The U.S. Air Force’s
F-35A will fly its first aerial demonstration at the Paris Air Show this year, with
Lockheed Martin pilots performing aerobatics in the skies above Le Bourget Airport.
Just one month out from the start of Europe's largest aerospace showcase, which runs June 19-25, plans are finally coming together for the F-35's debut appearance at the event. The demo is an unexpected twist; last year during the F-35A’s appearance at the Royal International Air Tattoo in the U.K., pilots from the Air Force’s F-35 Heritage Flight Team flew only straight-pass flyovers alongside the
F-22 Raptor.
The demonstration will showcase the maneuverability of Lockheed’s fifth-generation fighter, and perhaps lay to rest claims that the F-35 cannot match some fourth-generation aircraft in power and performance.

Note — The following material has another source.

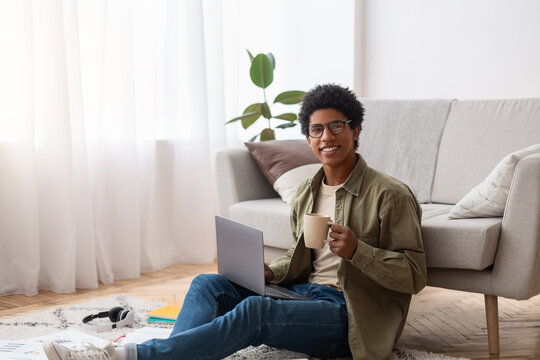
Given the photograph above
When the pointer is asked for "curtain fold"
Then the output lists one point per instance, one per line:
(106, 141)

The Joint Strike Fighter’s maneuverability was famously called into question in July 2015, when a blogger got his hands on a report in which the aircraft was outclassed by the
F-16 in mock aerial combat.
The news of the upcoming performance also adds fuel to rumors that the F-35 may eventually replace the F-16 in the Air Force Thunderbirds, the service’s premier aerobatic team since 1953.

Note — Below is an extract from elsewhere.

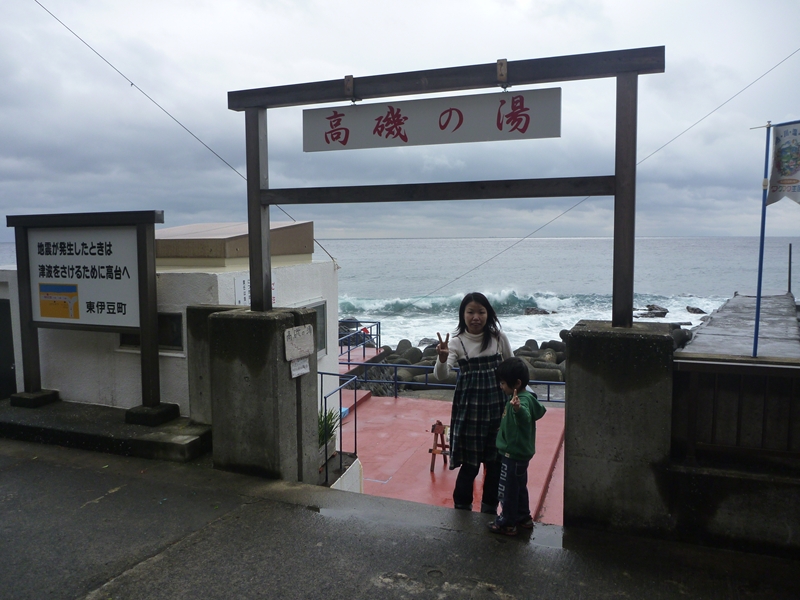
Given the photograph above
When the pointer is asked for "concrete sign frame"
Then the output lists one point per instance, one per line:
(624, 65)
(152, 411)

Lockheed pilots will conduct the demonstration, but Air Force pilots may fly the fighters across the Atlantic for the show, according to the service.
It is still not clear whether the demo will include one or two F-35s, or whether either will appear in the static park at Le Bourget. The Air Force will send two F-35As to the show, according to Col. David Lyons, commander of the 388th Fighter Wing at Hill AFB, Utah. One will be from Hill, and the other will be from Luke AFB, Arizona, where the Air Force trains its F-35 pilots and maintainers, Lyons said during a May 17 conference call.
The Air Force does not yet have an F-35 demonstration profile for air shows due to the limited number of aircraft, pilots and maintenance professionals, service spokesman Capt. Mark Graff said. The service plans to develop and perform F-35 aerial demonstrations – akin to performances by the Air Force Thunderbirds and F-22 Raptor Demonstration Team – beginning in 2018, building on lessons learned from the performance at Paris, he said.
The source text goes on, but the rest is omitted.